First of all, Patton Oswalt said it best. I can’t compete with that. Seriously though, it’s been like 12 years, I’m fairly certain nobody likes this song anymore. At first it was all, oh the little boy is buying shoes for his dead mom, its so touching! Now it’s like, holy christ this song sucks. We get it, the dude wasn’t in the Christmas mood so god sent the little boy to remind him what christmas was all about. Who deliberately puts this song on during the holidays anyways?? Fuck that Nat King Cole album, let’s toss Christmas Shoes on repeat, that way we’ll really get in the holiday spirit. 

9. Women Wearing These Hats


Last I checked, that style hat doesn’t even look good on my great uncle and he’s a goddamn Vietnam Vet. Ladies, plain and simple this type of hat looks flat out stupid. Like I’ve never seen a girl wearing one and been like, wow! That military style hat really makes her sexy. I like how I can’t see her eyes and I’m wondering at this point if she’s in ROTC. Hot. Standard baseball caps are cool, in fact some girls look really sexy in those. Military caps however, not so much.

10. Bob Costas on SNF


He’s a broadcasting legend, I get it. Cool. Whenever the Olympics come around, get Bob on TV. I’m fine with that. Just please get rid of his pointless, smug halftime speech segment during Sunday Night Football. Adding Hines Ward to the mix hasn’t helped much either. Sweet Bob, you’re pissed about the Saints Bounty sanctions. Nobody cares. Go back to Coach Dungy and the gang in studio for ten minutes and let’s get back to football. No need for Bobby C’s infinite douchey-ness clogging up my TV.

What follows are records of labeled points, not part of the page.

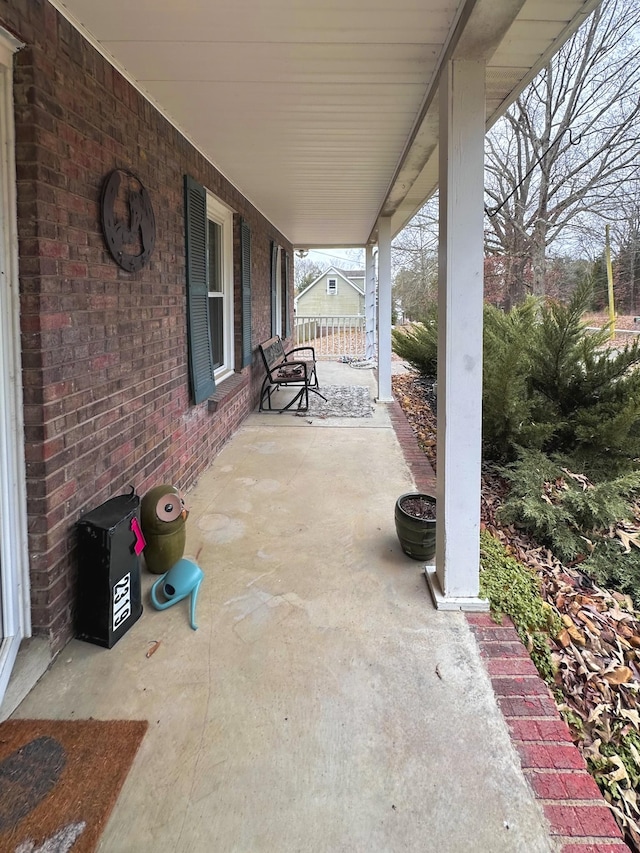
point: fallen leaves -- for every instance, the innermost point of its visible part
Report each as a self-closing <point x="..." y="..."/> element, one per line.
<point x="596" y="654"/>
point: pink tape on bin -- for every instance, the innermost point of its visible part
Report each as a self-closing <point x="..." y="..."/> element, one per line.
<point x="140" y="540"/>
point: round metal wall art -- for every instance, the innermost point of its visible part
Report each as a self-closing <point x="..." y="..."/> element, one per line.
<point x="128" y="222"/>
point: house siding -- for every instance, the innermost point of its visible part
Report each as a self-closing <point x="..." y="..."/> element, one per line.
<point x="104" y="351"/>
<point x="316" y="302"/>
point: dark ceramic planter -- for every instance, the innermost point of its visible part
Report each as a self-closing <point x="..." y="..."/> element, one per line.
<point x="417" y="535"/>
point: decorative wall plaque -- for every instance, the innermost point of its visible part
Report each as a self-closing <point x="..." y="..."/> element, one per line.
<point x="128" y="222"/>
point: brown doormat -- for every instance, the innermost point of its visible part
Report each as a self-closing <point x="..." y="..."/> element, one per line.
<point x="59" y="780"/>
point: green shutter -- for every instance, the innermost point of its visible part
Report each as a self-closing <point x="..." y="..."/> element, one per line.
<point x="245" y="262"/>
<point x="274" y="300"/>
<point x="285" y="296"/>
<point x="200" y="353"/>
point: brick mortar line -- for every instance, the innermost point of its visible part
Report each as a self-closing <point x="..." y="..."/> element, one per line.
<point x="562" y="808"/>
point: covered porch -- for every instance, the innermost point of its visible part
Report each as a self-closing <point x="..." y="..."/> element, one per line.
<point x="323" y="704"/>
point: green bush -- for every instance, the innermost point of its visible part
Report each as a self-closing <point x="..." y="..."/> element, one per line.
<point x="513" y="589"/>
<point x="418" y="344"/>
<point x="575" y="518"/>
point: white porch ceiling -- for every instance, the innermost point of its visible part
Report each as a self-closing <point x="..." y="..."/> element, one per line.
<point x="323" y="113"/>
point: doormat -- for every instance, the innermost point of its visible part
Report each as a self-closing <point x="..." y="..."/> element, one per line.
<point x="343" y="401"/>
<point x="59" y="781"/>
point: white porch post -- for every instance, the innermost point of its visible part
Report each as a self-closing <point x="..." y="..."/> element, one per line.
<point x="369" y="304"/>
<point x="384" y="310"/>
<point x="454" y="583"/>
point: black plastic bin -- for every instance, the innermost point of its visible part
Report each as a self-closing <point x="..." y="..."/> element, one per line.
<point x="109" y="593"/>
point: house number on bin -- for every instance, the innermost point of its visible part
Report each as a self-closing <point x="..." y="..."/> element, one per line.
<point x="121" y="600"/>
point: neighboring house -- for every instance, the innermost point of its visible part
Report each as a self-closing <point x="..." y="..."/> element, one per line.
<point x="137" y="278"/>
<point x="335" y="293"/>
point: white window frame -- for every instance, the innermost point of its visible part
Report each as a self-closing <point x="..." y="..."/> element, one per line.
<point x="279" y="291"/>
<point x="15" y="613"/>
<point x="223" y="216"/>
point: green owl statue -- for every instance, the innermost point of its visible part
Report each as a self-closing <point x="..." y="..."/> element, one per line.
<point x="163" y="520"/>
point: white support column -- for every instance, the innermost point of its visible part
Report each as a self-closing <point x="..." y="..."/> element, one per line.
<point x="455" y="581"/>
<point x="384" y="310"/>
<point x="370" y="304"/>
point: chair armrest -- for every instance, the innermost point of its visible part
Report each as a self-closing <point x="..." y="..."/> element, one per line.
<point x="301" y="349"/>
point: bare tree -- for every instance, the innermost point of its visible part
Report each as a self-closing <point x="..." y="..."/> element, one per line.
<point x="566" y="147"/>
<point x="415" y="260"/>
<point x="305" y="270"/>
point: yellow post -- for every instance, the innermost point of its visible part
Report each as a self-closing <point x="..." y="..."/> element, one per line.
<point x="612" y="312"/>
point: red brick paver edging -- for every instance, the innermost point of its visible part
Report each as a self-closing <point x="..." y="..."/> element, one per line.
<point x="579" y="818"/>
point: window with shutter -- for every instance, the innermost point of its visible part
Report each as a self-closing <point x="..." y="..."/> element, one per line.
<point x="245" y="261"/>
<point x="209" y="250"/>
<point x="276" y="290"/>
<point x="201" y="372"/>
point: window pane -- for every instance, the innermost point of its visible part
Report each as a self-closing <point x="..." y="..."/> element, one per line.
<point x="216" y="322"/>
<point x="215" y="257"/>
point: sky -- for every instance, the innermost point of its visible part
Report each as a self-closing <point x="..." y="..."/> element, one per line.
<point x="342" y="258"/>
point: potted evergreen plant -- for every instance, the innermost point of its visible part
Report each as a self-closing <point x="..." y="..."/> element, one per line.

11. 26.2 and 13.1 Bumperstickers



I’m not even going to hate on marathon runners for this one. If you want to pay money to run so far you nearly kill yourself, get a shiny medal then brag about it to all your pals then go for it. But cut it out with the bumperstickers. I have a basic understanding of marathons. A marathon is 26.2 miles. A half marathon then is 13.1 miles. Don’t need to be Asian to crunch those numbers. So unless that 26.2 stands for number of hoagies you ate last night, nobody gives a shit.

12. Gotye



If anyone on planet earth still likes this guy they should be thrown in a volcano. You’re song blows dude. Ease up on the xylophone and please, please, please don’t make any new music. I’m begging you.

13. Skinny Ties



I’m still cool with skinny jeans. I don’t rock them myself, but I appreciate a good pair. It says I’m cool but at the same time I’m not at all. I like that. Skinny ties on the other hand need to go. Sweet dude you have a black fettuccini noodle hanging from your neck. How bout grow a pair and get a bugs bunny tie like the rest of us normal people.

14. Hacky Sacks



Nothing against hack’n it up every now and then, just thinking hacky sacks have probably run their course by now. Hey wanna kick around this knit sack of pebbles with me? Nah, I’d rather do pretty much anything else. Alright cool.

15. Panini Makers

Panini Maker


I know like 7 people who’ve received a panini maker as a gift in the last few years and I’ve literally never seen any of them use it. Just kind of take up space. In reality, they’re kind of lame. Plus, not trying to take biz away from the panini maker people but check it guys – George Foreman grills work the exact same way.


I think 15 is a nice solid sounding number to end on. So take that, Cord. Now let’s hope that if the world doesn’t end in like 9 days, at least maybe a few of those 15 things will. Chances are slim, but I can dream can’t I?